Wheelchair jokes
I threw a kid in a wheelchair into a fire... I called him hot wheels.
Did you know the Alabama Crimson Tide University has the most handicapped people? You know their motto, "Roll Tide."
I can't walk, I can't talk, but I can drive a wheelchair.
For sale: Wheelchair, one careful owner, no longer needed.
Stephen Hawking is to wheelchairs like Uncle Ben is to rice.
If Carlsberg did wheelchairs...
Did you hear about the car that turned into a wheelchair?
What's the difference between Stephen Hawking and his wheelchair?
At least his wheelchair can pull a woman.
What Stephen Hawking doesn't know about wheelchairs isn't worth knowing.

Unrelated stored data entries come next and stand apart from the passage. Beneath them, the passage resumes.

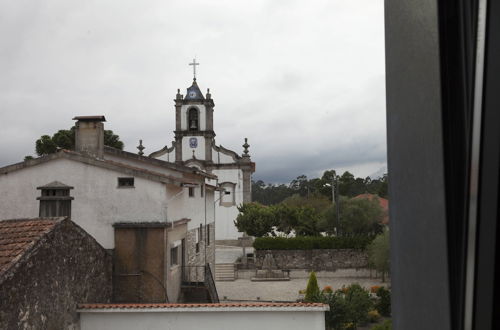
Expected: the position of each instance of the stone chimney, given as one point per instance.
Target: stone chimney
(89, 135)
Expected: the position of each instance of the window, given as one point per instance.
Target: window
(208, 234)
(174, 256)
(55, 200)
(125, 182)
(193, 119)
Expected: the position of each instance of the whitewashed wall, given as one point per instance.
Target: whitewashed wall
(202, 116)
(98, 203)
(207, 319)
(224, 215)
(187, 151)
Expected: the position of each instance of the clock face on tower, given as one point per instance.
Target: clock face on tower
(193, 142)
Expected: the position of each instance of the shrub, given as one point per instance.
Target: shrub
(312, 290)
(373, 316)
(311, 242)
(383, 304)
(327, 289)
(379, 253)
(349, 307)
(387, 325)
(358, 299)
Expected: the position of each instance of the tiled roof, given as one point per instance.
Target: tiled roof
(19, 235)
(220, 305)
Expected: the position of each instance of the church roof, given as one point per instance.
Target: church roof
(194, 93)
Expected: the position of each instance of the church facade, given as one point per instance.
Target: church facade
(195, 146)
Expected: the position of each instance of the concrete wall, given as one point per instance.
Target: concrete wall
(324, 259)
(98, 202)
(174, 273)
(214, 319)
(225, 214)
(68, 267)
(187, 151)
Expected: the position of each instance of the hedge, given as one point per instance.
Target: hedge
(312, 242)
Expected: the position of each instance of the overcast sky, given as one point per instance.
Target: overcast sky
(302, 80)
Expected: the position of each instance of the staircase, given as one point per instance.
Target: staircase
(224, 272)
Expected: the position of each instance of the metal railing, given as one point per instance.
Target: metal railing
(200, 276)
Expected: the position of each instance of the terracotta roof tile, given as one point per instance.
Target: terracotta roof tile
(219, 305)
(17, 236)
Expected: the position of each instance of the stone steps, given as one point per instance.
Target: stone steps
(224, 272)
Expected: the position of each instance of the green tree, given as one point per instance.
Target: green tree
(255, 219)
(312, 289)
(357, 217)
(379, 254)
(65, 139)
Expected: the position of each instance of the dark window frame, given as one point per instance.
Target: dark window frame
(125, 182)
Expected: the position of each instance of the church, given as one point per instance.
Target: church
(194, 146)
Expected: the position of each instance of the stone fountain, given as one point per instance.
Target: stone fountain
(270, 271)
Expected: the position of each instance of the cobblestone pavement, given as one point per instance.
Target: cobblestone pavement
(227, 254)
(244, 289)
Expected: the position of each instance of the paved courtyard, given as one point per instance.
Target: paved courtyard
(244, 289)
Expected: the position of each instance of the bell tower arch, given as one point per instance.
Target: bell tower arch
(194, 132)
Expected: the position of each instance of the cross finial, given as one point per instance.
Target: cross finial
(194, 64)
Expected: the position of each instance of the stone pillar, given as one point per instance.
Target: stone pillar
(89, 135)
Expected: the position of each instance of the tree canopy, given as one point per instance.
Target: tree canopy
(348, 185)
(65, 139)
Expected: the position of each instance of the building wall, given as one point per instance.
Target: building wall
(225, 215)
(196, 258)
(202, 116)
(217, 320)
(174, 273)
(98, 203)
(68, 268)
(187, 151)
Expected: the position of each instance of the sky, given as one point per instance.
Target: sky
(302, 80)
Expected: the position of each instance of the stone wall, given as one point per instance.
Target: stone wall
(315, 259)
(196, 258)
(65, 268)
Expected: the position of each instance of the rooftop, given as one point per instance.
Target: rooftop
(19, 235)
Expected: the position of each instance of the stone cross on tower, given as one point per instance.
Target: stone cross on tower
(194, 64)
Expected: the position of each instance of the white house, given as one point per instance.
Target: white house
(195, 146)
(105, 190)
(290, 316)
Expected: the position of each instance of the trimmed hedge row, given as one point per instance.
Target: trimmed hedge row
(311, 243)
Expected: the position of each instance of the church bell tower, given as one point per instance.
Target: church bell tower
(194, 130)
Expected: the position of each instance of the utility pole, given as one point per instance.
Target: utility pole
(337, 203)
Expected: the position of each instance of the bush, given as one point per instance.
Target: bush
(373, 316)
(310, 243)
(383, 304)
(379, 253)
(387, 325)
(312, 290)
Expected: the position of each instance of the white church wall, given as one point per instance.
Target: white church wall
(187, 151)
(202, 116)
(144, 165)
(216, 318)
(225, 215)
(97, 204)
(181, 205)
(221, 158)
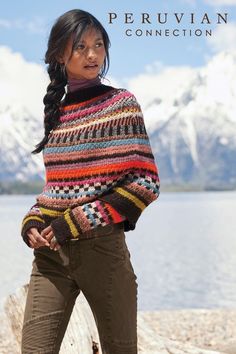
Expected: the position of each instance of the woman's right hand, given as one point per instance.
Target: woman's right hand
(35, 239)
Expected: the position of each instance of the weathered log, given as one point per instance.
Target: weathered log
(82, 331)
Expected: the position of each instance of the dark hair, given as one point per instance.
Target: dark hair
(74, 22)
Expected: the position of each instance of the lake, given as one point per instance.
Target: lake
(183, 250)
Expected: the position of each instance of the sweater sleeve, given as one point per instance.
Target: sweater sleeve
(33, 218)
(132, 194)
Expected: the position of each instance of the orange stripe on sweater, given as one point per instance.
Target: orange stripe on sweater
(60, 174)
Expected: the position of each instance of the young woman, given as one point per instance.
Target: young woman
(100, 176)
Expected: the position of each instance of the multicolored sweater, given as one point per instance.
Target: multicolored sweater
(99, 165)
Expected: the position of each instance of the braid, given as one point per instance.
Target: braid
(52, 100)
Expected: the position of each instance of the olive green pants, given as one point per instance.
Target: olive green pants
(100, 267)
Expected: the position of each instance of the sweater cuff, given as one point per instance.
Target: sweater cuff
(32, 221)
(64, 227)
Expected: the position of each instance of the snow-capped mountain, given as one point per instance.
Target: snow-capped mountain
(190, 115)
(191, 120)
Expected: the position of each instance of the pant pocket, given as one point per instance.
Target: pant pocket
(110, 245)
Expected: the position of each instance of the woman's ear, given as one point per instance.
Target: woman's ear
(60, 60)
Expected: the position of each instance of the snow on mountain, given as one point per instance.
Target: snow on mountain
(22, 86)
(190, 115)
(18, 127)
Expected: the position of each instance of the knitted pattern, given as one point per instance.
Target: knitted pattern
(99, 165)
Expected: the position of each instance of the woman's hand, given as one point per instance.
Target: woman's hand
(35, 239)
(47, 234)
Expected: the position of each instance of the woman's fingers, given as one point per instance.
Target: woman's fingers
(45, 231)
(46, 238)
(54, 245)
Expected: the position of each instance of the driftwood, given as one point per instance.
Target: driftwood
(82, 331)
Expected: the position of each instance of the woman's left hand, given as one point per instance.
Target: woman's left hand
(47, 233)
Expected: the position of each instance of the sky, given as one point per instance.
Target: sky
(25, 25)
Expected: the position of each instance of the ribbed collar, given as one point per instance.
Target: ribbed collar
(75, 84)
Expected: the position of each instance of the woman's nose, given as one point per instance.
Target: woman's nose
(91, 53)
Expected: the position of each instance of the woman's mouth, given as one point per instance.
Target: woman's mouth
(91, 66)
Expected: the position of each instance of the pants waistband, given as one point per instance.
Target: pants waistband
(100, 231)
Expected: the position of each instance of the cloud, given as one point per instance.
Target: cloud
(224, 38)
(36, 25)
(22, 83)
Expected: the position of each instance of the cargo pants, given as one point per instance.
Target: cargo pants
(99, 266)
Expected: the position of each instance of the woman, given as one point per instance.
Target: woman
(100, 175)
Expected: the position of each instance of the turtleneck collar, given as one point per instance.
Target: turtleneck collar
(78, 84)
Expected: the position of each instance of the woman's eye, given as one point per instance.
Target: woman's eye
(100, 44)
(80, 46)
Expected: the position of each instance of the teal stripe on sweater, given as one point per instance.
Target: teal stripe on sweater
(96, 145)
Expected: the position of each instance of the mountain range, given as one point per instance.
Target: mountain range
(191, 124)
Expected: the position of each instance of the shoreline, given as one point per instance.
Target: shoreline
(193, 330)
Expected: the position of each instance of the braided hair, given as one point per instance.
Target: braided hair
(73, 22)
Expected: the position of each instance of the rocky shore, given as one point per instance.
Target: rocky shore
(195, 331)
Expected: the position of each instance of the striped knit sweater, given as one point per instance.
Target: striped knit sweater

Can you really wheel my real wheelchair?
Try saying that over and over fast. Bit of a tongue twister.
My girlfriend broke up with me, so I decided to take her wheelchair. Guess who came crawling back?
What do you call an orphan in a wheelchair running into fire? Hot Wheels.
Heard Stephen Hawking is in a new movie and that the theme tune is absolutely banging. Think the opening line goes something like, “They see me rolling, they hating.”
I pushed a handicapped orphan out of his wheelchair. Who is he gonna tell, his parents?
Why do you never see a gay person in a wheelchair?
Because once you're a fruit, you can't be a vegetable.
Stephen Hawking walks into a bar. Oh, wait, he doesn’t walk.
What’s the hardest part of a vegetable? The wheelchair.
Stephen Hawking is the fastest footballer ever--he could just charge up the Left Wing!
Why can’t Stephen Hawking go to Heaven?
Because there wasn’t a ramp.
Stephen Hawking couldn't make it to Heaven because there were stairs, so he rolled down to Hell.